Ministry and Leadership
Within the early Kiev Caves community Nikon held a central role: as an ordained priest he administered the tonsure to those entering the monastic life, a function that placed him at the heart of the monastery's growth and that links him directly to several of its most prominent figures, including Saint Theodosius.
His tenure as igumen followed the departure of Saint Stephen. The sources remember him chiefly as a steward of the community's spiritual resources, noting his efforts to adorn the monastery with books and icons.
The Tmutarakan Foundation
A defining episode of Nikon's life was his withdrawal to the Tmutarakan peninsula on the eastern banks of the Kerch straits. There, in an unsettled location, he attracted a following through his ascetic reputation, and a monastery with a church dedicated to the Most Holy Theotokos arose around him.

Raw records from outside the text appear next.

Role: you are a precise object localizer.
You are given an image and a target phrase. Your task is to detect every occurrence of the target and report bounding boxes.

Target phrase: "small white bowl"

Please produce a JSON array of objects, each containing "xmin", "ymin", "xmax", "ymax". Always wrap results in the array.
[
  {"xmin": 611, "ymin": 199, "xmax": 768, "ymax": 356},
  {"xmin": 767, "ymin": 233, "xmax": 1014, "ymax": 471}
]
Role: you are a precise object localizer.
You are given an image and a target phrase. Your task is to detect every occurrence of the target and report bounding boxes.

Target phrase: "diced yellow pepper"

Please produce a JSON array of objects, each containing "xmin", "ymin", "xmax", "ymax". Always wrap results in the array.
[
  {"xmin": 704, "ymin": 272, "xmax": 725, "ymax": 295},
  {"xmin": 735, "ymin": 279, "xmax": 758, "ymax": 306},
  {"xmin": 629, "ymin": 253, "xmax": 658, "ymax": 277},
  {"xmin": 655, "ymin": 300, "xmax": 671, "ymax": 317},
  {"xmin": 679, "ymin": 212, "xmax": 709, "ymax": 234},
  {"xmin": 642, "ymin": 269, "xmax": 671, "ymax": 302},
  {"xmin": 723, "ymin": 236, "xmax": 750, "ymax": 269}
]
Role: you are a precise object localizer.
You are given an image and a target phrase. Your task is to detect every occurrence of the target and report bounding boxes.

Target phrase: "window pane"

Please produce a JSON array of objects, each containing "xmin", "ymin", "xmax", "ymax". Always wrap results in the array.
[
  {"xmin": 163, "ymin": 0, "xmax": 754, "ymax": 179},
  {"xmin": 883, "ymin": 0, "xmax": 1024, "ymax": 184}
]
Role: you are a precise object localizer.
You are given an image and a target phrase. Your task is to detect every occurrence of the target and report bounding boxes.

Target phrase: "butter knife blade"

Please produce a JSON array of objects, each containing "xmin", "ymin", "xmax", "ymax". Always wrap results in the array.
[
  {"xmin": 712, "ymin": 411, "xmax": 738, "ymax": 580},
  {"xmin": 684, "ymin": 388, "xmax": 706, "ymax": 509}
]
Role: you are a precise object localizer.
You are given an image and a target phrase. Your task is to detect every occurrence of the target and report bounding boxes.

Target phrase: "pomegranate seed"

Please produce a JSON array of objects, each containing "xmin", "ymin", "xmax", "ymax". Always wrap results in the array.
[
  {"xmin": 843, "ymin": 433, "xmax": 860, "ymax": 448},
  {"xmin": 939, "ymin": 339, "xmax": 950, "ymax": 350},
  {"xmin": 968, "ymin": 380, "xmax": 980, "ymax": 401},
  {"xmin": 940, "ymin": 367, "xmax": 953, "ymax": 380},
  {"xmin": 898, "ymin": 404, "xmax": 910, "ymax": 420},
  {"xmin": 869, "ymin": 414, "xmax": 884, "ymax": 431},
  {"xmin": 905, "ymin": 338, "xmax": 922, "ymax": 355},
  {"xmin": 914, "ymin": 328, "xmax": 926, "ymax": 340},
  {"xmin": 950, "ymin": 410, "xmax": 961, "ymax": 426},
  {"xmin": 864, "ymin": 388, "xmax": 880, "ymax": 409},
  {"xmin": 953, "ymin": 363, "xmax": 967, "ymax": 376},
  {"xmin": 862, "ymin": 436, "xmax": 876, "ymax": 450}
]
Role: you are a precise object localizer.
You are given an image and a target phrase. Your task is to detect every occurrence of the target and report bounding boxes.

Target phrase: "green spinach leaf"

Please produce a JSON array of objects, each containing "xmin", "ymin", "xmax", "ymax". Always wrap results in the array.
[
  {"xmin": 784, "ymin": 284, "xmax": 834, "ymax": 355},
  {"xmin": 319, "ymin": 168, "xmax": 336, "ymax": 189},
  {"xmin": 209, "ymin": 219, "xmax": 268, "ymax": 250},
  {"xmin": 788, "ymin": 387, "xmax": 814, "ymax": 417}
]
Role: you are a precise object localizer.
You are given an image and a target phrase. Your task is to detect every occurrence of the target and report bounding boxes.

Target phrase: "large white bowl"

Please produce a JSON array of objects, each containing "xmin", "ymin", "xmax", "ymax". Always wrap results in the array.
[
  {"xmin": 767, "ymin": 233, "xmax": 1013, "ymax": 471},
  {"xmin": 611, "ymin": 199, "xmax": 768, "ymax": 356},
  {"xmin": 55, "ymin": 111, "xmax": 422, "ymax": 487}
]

The accounts connect this departure to the political turmoil of the period; when Prince Svyatoslav drove his brother Izyaslav out of Kiev, Nikon is said to have withdrawn again to the monastery he had founded. He is generally understood to have returned to Kiev around 1067.
Connection to the Chronicle Tradition
Scholarship on the early chronicles of Kievan Rus' associates an Abbot Nikon of the Kiev Caves Monastery with one of the formative stages of the chronicle compilation that underlies the Primary Chronicle. The historian Aleksey Shakhmatov attributed to Nikon a more structured text, dated to around 1073 and emphasizing monastic history.
This identification rests on the correspondence between the chronicler-abbot and the Nikon of the Caves community who is known to have spent time away founding a monastery before returning to Kiev. The attribution is a matter of scholarly reconstruction rather than direct documentary statement.
Relics & Shrines
Nikon was buried in the Near Caves of Saint Anthony at the Kiev Caves monastery, where his relics are venerated among those of the Caves fathers.